In the four respiration experiments reported the initial level of respiration varied from cell to cell, although for three of them (curves 1, 2, and 4) cells were from the same clone. As has been demonstrated, the progeny of each cell retains constant growth characteristics (see curves, Fig. 3 and 4, and Table 1), probably till the end of the exponential phase. Thus, with respect to growth capacities, the individuality of the initial cell was transmitted to several subsequent generations. Accordingly the present results, together with those of Ormsbee, may indicate that in Tetrahymena differentiation is limited to postexponential phases of growth. The outcome of this fifth point to be discussed is that one aspect of differentiation in stationary phase cultures is that cells may grow too big for the synthetic machinery which they possess and which becomes reactivated, after a lag, upon transfer to fresh nutrient medium.
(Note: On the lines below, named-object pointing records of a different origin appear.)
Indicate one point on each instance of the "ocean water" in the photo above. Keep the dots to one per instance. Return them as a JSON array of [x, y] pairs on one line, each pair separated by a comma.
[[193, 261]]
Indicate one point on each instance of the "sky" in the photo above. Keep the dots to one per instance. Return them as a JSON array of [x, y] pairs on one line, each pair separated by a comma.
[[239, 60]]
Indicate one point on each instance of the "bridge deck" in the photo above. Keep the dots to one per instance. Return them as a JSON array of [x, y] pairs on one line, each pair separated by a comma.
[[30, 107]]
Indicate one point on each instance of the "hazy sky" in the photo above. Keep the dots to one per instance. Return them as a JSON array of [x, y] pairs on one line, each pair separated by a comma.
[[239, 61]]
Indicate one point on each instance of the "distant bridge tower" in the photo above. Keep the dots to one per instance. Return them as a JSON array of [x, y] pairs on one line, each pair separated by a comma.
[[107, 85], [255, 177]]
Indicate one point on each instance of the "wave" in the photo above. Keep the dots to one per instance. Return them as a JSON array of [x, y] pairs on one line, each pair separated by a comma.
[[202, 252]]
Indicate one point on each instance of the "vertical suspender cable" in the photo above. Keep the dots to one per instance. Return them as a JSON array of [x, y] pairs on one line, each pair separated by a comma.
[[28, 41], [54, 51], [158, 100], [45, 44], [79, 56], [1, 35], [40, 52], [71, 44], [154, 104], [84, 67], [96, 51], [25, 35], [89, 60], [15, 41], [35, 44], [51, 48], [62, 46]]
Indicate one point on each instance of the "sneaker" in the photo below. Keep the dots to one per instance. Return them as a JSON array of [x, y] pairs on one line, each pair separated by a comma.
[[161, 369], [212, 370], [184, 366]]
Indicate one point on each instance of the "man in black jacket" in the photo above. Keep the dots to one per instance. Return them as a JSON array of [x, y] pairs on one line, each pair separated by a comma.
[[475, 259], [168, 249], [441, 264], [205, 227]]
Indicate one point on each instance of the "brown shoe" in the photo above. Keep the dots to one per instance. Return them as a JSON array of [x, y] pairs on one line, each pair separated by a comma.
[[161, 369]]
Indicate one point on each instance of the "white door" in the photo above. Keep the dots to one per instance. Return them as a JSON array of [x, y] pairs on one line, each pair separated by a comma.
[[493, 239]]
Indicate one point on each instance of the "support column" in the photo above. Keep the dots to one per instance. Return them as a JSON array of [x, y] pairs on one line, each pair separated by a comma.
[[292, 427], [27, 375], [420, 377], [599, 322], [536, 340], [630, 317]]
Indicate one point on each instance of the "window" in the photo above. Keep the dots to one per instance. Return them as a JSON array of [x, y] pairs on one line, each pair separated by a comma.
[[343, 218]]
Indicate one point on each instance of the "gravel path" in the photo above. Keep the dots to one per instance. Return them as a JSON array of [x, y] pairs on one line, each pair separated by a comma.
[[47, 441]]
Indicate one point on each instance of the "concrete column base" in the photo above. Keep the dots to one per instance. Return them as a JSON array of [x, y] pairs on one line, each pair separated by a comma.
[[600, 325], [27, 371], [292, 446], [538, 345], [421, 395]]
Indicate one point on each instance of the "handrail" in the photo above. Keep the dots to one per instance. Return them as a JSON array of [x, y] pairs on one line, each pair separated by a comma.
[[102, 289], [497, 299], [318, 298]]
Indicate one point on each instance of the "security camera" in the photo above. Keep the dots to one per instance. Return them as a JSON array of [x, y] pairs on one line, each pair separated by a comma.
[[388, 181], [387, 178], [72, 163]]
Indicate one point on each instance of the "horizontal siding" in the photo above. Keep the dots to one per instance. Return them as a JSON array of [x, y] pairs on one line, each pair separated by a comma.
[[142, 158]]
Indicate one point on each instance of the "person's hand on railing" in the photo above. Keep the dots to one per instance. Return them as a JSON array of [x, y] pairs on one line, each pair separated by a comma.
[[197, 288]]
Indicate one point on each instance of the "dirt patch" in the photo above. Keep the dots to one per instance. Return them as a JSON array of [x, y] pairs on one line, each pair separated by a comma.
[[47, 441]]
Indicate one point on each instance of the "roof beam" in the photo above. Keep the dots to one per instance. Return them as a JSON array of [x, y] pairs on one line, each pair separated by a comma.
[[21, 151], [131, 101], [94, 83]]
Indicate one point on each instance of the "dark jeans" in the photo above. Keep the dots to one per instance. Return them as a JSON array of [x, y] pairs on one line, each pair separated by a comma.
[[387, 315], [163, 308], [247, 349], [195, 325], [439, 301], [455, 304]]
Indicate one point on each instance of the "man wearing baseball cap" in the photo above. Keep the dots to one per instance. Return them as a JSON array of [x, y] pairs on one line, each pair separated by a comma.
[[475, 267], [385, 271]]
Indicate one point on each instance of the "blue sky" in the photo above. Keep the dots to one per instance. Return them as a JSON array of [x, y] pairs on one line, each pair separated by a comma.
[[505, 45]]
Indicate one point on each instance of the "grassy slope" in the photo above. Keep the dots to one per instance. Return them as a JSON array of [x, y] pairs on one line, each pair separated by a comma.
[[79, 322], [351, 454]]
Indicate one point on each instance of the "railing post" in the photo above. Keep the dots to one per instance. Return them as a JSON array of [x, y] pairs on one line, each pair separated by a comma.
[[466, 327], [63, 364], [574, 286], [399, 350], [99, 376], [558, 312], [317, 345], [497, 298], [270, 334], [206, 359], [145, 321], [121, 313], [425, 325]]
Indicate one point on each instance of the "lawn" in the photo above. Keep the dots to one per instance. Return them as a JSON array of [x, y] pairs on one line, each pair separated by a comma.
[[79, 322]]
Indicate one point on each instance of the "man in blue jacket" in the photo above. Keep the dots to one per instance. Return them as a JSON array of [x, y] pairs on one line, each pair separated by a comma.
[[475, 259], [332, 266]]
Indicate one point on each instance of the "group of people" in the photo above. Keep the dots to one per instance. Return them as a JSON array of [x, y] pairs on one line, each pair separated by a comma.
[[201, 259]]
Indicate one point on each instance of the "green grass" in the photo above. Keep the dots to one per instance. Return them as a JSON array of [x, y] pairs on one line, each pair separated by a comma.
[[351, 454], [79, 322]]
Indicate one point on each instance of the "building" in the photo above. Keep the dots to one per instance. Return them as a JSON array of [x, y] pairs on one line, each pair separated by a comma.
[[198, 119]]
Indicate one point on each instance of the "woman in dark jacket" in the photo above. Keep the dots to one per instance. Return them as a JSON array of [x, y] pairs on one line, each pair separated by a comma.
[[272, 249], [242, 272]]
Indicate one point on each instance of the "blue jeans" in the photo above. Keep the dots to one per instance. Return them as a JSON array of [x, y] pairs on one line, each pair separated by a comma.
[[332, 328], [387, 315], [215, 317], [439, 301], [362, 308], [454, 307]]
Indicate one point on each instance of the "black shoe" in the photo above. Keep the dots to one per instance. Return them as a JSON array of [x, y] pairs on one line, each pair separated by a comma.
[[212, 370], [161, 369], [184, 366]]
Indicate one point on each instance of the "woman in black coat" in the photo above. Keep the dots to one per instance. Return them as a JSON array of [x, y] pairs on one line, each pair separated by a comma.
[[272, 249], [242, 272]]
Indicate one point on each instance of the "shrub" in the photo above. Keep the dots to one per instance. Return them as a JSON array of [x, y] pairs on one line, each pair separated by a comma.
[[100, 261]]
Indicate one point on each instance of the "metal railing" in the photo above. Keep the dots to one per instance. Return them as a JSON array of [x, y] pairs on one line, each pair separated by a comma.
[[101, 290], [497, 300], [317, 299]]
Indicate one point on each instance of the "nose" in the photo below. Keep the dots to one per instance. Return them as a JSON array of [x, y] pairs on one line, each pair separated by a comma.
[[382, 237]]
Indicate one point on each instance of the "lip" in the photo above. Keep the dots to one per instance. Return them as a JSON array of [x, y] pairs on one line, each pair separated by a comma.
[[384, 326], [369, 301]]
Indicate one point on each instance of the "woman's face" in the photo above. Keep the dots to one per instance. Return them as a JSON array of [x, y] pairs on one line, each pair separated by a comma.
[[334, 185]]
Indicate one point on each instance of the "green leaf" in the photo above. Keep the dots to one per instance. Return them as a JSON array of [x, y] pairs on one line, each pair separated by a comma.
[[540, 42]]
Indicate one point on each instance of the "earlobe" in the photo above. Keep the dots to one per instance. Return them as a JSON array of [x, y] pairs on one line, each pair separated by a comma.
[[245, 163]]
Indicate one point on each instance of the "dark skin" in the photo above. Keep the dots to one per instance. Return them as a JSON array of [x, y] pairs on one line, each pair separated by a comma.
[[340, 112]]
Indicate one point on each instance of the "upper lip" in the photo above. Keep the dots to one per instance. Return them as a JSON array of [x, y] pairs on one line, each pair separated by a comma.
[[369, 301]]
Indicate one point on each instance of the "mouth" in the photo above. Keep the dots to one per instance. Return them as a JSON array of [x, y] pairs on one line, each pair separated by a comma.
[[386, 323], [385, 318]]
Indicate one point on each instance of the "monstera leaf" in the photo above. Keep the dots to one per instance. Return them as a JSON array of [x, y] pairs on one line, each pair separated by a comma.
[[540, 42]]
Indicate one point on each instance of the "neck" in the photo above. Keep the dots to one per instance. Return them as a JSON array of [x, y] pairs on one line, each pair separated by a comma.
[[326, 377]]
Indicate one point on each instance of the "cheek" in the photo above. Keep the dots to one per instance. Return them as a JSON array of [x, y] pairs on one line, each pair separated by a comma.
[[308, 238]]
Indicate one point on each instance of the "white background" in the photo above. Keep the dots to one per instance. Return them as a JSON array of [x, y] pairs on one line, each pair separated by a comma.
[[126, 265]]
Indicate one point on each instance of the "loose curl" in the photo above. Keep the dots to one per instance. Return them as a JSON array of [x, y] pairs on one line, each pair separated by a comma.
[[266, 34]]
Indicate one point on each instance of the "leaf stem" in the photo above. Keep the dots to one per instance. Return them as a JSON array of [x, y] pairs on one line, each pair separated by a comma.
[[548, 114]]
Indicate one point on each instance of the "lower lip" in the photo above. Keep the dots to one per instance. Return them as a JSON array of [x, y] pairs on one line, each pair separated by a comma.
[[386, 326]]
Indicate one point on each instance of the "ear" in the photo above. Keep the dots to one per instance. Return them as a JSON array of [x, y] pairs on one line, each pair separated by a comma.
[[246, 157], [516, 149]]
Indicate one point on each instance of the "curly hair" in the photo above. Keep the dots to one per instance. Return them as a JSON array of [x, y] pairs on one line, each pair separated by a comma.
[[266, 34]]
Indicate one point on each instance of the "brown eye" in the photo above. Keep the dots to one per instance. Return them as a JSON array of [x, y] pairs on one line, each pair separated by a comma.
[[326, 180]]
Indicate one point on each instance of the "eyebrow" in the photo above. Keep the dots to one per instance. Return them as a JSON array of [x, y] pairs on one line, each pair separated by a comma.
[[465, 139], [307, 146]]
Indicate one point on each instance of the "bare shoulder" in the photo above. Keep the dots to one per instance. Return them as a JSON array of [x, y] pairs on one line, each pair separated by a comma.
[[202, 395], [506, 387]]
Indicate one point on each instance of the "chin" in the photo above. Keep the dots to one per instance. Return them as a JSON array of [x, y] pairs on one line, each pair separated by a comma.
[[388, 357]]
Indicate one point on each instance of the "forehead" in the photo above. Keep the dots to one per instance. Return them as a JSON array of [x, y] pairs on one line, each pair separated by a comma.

The comparison made above between a dividing egg and a multiplying ciliate may turn out to be quite superficial. Nevertheless, this presentation has served the purpose of demonstrating, on a less complex system, which factors may be involved in producing respiratory rhythmicity in the cleaving egg. While the egg represents a closed system, Tetrahymena may grow on fully defined media, as demonstrated by Kidder and collaborators (1951) and by Elliot (1950, 1951), with all the possibilities for controlling limiting factors which lie therein. It is planned to extend the present studies to cells growing on defined media, but so far we have met difficulties because on such media there has been a low degree of synchronism of divisions.